Eland Oil & Gas increased earnings per share by a whopping 33% last year. And it has bolstered its earnings per share by 23% per year over the last five years. I’d therefore be a little surprised if its P/E ratio was not relatively high. Unfortunately, earnings per share are down 19% a year, over 3 years.

How Does Eland Oil & Gas’s P/E Ratio Compare To Its Peers?

The P/E ratio essentially measures market expectations of a company. You can see in the image below that the average P/E (11.5) for companies in the oil and gas industry is lower than Eland Oil & Gas’s P/E.

AIM:ELA Price Estimation Relative to Market, March 16th 2019

That means that the market expects Eland Oil & Gas will outperform other companies in its industry. Clearly the market expects growth, but it isn’t guaranteed. So further research is always essential. I often monitor director buying and selling.

Don’t Forget: The P/E Does Not Account For Debt or Bank Deposits

Don’t forget that the P/E ratio considers market capitalization. That means it doesn’t take debt or cash into account. In theory, a company can lower its future P/E ratio by using cash or debt to invest in growth.

Such expenditure might be good or bad, in the long term, but the point here is that the balance sheet is not reflected by this ratio.

Is Debt Impacting Eland Oil & Gas’s P/E?

Since Eland Oil & Gas holds net cash of US$4.4m, it can spend on growth, justifying a higher P/E ratio than otherwise.

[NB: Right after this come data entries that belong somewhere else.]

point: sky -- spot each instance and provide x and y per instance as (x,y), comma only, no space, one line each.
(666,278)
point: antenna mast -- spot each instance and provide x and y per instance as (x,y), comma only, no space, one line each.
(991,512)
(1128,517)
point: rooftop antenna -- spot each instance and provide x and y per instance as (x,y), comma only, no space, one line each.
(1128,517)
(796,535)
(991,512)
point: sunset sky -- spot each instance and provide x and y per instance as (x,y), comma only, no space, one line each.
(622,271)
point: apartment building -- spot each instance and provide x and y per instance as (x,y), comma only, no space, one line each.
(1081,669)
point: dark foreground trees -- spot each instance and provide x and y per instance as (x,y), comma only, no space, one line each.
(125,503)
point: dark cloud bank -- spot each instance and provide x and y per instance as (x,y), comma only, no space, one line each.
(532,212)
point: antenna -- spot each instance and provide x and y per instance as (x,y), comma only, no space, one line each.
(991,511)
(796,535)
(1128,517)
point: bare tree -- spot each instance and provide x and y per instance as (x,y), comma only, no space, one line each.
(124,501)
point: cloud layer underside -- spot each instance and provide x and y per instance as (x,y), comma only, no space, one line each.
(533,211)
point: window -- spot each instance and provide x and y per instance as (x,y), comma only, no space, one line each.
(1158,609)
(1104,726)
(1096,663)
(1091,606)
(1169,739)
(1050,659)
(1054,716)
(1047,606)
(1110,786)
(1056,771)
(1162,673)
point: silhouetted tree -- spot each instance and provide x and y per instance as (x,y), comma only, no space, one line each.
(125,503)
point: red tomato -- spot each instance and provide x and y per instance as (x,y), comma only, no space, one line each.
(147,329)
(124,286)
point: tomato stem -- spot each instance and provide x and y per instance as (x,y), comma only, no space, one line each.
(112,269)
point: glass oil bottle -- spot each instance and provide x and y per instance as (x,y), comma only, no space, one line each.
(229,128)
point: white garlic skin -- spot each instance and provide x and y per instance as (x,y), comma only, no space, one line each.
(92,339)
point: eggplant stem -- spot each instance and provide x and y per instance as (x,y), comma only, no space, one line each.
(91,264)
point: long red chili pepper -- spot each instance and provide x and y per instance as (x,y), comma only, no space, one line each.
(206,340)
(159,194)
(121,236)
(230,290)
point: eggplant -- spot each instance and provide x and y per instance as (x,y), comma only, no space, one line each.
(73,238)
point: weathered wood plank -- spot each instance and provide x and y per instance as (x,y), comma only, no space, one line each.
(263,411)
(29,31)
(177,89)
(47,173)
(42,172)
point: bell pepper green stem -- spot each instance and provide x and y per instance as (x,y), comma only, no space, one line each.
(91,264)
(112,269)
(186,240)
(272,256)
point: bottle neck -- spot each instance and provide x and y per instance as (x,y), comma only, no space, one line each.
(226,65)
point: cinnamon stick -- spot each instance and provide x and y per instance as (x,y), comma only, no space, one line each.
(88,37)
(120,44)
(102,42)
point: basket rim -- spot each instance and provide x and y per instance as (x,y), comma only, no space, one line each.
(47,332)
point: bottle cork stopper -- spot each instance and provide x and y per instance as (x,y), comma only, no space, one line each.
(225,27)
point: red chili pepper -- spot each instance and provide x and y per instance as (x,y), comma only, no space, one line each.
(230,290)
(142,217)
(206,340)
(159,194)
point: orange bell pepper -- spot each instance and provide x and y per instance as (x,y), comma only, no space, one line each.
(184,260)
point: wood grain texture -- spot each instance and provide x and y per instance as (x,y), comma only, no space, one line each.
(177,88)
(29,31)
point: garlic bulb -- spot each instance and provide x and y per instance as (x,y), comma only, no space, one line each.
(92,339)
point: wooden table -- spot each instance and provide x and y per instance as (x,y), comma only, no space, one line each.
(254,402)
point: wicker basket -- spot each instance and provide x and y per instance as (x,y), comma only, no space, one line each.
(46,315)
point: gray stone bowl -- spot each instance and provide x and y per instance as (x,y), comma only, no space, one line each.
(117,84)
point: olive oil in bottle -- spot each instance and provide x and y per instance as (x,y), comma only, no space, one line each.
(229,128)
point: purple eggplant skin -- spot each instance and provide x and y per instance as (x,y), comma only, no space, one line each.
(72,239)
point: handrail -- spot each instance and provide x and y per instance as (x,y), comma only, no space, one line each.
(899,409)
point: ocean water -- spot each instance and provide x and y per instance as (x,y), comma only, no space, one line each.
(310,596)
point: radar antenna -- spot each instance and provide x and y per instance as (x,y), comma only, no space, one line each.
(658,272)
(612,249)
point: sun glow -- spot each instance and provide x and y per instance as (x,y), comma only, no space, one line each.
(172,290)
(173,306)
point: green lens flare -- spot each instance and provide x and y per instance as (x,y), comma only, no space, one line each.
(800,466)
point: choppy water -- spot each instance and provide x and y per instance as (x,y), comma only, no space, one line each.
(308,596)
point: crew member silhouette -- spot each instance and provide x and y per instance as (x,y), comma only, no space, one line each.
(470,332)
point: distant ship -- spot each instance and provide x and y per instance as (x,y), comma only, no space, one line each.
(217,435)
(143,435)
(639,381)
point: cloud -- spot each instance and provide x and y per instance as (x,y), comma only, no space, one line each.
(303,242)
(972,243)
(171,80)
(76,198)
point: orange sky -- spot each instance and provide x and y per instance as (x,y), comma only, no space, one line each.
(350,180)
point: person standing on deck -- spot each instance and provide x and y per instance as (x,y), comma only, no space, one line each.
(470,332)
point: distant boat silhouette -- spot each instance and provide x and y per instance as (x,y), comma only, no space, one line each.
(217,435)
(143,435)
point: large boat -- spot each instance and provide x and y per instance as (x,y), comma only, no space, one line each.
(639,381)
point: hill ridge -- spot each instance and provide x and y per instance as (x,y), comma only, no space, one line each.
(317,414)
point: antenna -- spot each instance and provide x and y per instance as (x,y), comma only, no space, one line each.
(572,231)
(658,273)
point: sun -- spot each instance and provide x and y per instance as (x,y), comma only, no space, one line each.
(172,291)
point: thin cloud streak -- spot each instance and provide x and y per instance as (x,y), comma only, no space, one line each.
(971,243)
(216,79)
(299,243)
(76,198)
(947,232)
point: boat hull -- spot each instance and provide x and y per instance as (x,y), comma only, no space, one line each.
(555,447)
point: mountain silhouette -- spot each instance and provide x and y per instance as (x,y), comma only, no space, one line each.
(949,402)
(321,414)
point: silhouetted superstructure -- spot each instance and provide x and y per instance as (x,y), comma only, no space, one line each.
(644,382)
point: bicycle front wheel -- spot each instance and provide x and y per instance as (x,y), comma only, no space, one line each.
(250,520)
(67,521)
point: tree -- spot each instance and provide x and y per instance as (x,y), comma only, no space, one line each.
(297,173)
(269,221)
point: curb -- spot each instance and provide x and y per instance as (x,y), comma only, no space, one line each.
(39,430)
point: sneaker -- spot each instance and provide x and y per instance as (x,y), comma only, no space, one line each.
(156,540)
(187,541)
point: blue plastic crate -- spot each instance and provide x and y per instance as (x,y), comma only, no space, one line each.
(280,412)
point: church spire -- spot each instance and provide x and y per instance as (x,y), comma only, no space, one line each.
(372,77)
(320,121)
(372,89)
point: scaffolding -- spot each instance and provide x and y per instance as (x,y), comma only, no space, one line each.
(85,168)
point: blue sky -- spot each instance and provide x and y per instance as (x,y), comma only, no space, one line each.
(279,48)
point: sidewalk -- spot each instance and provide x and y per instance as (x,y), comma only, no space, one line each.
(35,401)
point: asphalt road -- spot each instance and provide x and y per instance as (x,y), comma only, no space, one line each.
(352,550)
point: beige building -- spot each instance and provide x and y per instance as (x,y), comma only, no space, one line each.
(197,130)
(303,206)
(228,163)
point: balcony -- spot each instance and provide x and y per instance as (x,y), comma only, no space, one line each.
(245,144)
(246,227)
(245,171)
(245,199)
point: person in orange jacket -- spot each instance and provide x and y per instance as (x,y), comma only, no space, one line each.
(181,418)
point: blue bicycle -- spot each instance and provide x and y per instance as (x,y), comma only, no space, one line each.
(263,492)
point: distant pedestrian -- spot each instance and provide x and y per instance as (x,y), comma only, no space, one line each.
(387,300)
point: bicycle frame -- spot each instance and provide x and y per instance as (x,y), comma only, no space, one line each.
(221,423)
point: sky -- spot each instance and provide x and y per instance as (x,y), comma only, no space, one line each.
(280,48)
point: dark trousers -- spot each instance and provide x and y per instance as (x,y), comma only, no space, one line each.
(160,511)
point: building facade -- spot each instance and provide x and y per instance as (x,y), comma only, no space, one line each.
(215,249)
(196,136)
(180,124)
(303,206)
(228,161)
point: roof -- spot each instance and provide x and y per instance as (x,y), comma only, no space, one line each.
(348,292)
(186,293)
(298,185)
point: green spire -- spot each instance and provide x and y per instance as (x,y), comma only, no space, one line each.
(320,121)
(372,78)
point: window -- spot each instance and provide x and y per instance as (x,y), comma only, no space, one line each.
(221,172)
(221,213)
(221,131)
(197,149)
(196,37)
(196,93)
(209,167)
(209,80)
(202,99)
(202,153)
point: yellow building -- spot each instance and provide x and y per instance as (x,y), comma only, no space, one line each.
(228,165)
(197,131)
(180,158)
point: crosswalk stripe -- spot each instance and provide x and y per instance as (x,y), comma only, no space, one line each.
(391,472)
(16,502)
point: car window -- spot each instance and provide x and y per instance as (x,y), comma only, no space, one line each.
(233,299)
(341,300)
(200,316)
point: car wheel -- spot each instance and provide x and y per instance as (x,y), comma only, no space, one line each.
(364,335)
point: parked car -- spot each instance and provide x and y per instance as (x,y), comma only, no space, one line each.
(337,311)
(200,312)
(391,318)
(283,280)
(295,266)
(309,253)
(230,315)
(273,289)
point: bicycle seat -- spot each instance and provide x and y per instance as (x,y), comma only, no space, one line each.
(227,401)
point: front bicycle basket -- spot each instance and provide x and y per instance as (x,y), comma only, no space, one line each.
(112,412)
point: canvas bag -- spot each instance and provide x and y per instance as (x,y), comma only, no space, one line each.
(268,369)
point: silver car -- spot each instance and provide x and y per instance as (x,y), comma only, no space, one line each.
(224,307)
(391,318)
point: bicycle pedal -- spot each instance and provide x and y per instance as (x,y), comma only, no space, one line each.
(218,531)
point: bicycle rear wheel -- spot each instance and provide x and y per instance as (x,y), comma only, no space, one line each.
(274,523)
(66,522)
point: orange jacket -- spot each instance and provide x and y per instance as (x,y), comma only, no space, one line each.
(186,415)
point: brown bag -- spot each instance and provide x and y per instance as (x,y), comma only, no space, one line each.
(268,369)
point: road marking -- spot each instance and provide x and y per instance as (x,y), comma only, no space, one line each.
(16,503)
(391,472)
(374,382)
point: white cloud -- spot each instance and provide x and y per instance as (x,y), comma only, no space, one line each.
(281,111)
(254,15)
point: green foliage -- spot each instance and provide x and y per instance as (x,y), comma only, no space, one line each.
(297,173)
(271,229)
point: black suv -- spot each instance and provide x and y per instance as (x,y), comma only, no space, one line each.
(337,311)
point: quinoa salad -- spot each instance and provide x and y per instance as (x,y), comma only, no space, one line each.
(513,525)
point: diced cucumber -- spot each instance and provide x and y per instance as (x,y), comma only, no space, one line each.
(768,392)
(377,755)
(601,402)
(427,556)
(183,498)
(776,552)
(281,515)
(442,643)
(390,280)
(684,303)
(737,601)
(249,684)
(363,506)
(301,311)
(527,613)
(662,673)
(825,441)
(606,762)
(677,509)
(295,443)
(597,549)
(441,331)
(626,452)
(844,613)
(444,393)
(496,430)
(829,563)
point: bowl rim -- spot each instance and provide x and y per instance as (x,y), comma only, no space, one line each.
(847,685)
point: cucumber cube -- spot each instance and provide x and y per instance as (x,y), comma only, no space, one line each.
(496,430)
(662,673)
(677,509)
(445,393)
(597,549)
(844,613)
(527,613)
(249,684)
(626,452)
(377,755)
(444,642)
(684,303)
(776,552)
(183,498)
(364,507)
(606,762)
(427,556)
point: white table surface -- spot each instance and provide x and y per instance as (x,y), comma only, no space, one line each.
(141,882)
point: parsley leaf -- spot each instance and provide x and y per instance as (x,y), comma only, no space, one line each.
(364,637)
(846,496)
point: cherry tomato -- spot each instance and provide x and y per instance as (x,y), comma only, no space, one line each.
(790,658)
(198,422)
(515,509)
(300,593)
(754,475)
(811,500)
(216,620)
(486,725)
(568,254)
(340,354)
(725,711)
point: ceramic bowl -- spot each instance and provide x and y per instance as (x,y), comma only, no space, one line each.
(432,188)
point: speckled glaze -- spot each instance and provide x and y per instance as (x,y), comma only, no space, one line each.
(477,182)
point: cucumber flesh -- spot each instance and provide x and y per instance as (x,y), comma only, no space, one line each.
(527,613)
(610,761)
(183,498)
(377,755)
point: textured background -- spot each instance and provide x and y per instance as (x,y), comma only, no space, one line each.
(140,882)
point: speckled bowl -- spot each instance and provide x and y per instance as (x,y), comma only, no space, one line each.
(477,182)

The Verdict On Eland Oil & Gas’s P/E Ratio

Eland Oil & Gas’s P/E is 16.7 which is about average (15.8) in the GB market. The balance sheet is healthy, and recent EPS growth impressive, but the P/E implies some caution from the market. Because analysts are predicting more growth in the future, one might have expected to see a higher P/E ratio. You can take a closer look at the fundamentals, here.

When the market is wrong about a stock, it gives savvy investors an opportunity. If the reality for a company is better than it expects, you can make money by buying and holding for the long term. So this free visualization of the analyst consensus on future earnings could help you make the right decision about whether to buy, sell, or hold.

But note: Eland Oil & Gas may not be the best stock to buy. So take a peek at this free list of interesting companies with strong recent earnings growth (and a P/E ratio below 20).

We aim to bring you long-term focused research analysis driven by fundamental data. Note that our analysis may not factor in the latest price-sensitive company announcements or qualitative material.

If you spot an error that warrants correction, please contact the editor at editorial-team@simplywallst.com. This article by Simply Wall St is general in nature. It does not constitute a recommendation to buy or sell any stock, and does not take account of your objectives, or your financial situation. Simply Wall St has no position in the stocks mentioned. Thank you for reading.